Intuitively I want to agree, but since we are dealing with probabilistic guarantees in any case, it might still be possible to cheat the "1 bit per previous message" limit.
The reason I was considering that variant was as a way of avoiding single points of failure. In my earlier suggestion (and your variant, I think), message 2^k-1 is a single point of failure. If that message is lost, you'll never be able to verify that messages with higher sequence numbers were created after messages with lower ones. Actually, every odd sequence number is a minor single point of failure; for example, if message 9 is lost, you'll never be able to verify that message 10 was created after message 8, but you'll still be able to verify that both were created after message 7 (which you wouldn't be able to do with the current simple linked list).

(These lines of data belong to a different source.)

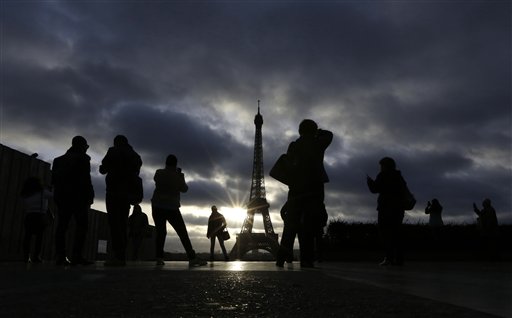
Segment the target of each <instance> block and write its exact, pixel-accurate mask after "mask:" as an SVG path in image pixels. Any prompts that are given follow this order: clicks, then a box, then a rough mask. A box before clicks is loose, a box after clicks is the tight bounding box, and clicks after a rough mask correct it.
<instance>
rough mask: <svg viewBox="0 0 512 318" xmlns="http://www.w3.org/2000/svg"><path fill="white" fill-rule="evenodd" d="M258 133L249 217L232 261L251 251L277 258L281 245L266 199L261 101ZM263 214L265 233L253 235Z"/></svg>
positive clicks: (258, 112)
mask: <svg viewBox="0 0 512 318" xmlns="http://www.w3.org/2000/svg"><path fill="white" fill-rule="evenodd" d="M254 125H255V126H256V133H255V137H254V161H253V166H252V182H251V192H250V195H249V202H248V203H247V217H246V218H245V221H244V224H243V225H242V229H241V230H240V233H239V234H237V237H236V243H235V245H234V246H233V249H232V250H231V253H230V256H231V258H232V259H240V258H242V257H243V256H244V255H245V254H246V253H247V252H249V251H251V250H258V249H263V250H266V251H268V252H270V253H271V254H272V255H274V257H276V256H277V250H278V249H279V244H278V242H277V240H278V235H277V234H275V233H274V228H273V227H272V221H271V220H270V214H269V212H268V208H269V206H270V205H269V204H268V202H267V199H266V197H265V177H264V171H263V142H262V132H261V128H262V126H263V116H262V115H261V114H260V101H259V100H258V113H257V114H256V116H254ZM255 214H261V215H262V217H263V226H264V228H265V233H253V232H252V228H253V224H254V215H255Z"/></svg>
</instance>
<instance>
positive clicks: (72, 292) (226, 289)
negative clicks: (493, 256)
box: [0, 261, 512, 318]
mask: <svg viewBox="0 0 512 318" xmlns="http://www.w3.org/2000/svg"><path fill="white" fill-rule="evenodd" d="M0 275H1V276H0V281H1V283H0V293H1V294H0V316H2V317H415V318H419V317H450V318H455V317H512V305H511V304H512V263H510V262H499V263H484V262H457V263H443V262H437V263H425V262H410V263H408V264H407V265H406V266H404V267H389V268H382V267H379V266H378V265H376V264H374V263H368V262H351V263H346V262H342V263H331V262H327V263H322V264H320V265H319V266H318V267H317V268H314V269H301V268H300V266H298V264H297V263H294V264H285V267H284V268H277V267H276V266H275V265H274V263H273V262H240V261H233V262H227V263H225V262H215V263H210V264H208V265H207V266H204V267H198V268H189V267H188V263H187V262H166V265H165V266H163V267H157V266H155V265H154V263H153V262H137V263H135V262H134V263H129V264H128V265H127V266H126V267H122V268H106V267H104V266H103V262H97V263H96V264H94V265H91V266H87V267H81V266H77V267H69V268H62V267H56V266H54V265H53V264H39V265H28V266H27V265H25V264H23V263H16V262H10V263H6V262H4V263H0Z"/></svg>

This is funny, I was actively seeking out those points. Instead of viewing them as points of failure, I viewed them as desirable overlap between certificates. Half of the entries in the skiplist scheme are the left spine of the tree, and that is shared between all of them. That makes it very likely that exchanging partial certificates is enough. My hunch is that if this were to form the basis for partial feed subscription, the larger certificates with high overlap would be overall more efficient than a scheme that has shorter certificates and lower (relative) overlap.
But in any sub-O(n) out-of-order scheme, I'm pretty sure that it's possible that two of your peers will each have a different message from the same feed (but each has only that one message from that feed), and you'll get both messages, but neither peer will be able to help you verify their creation order, unless there happens to be a direct backlink from one message to the other.
And I guess that makes the whole thing unsuitable. The property you stated about verifyability of messages received from the same peer is nice, but just not enough.
I think ssb can either drop the creation-order-guarantee, or it won't get verifiable out-of-order messages.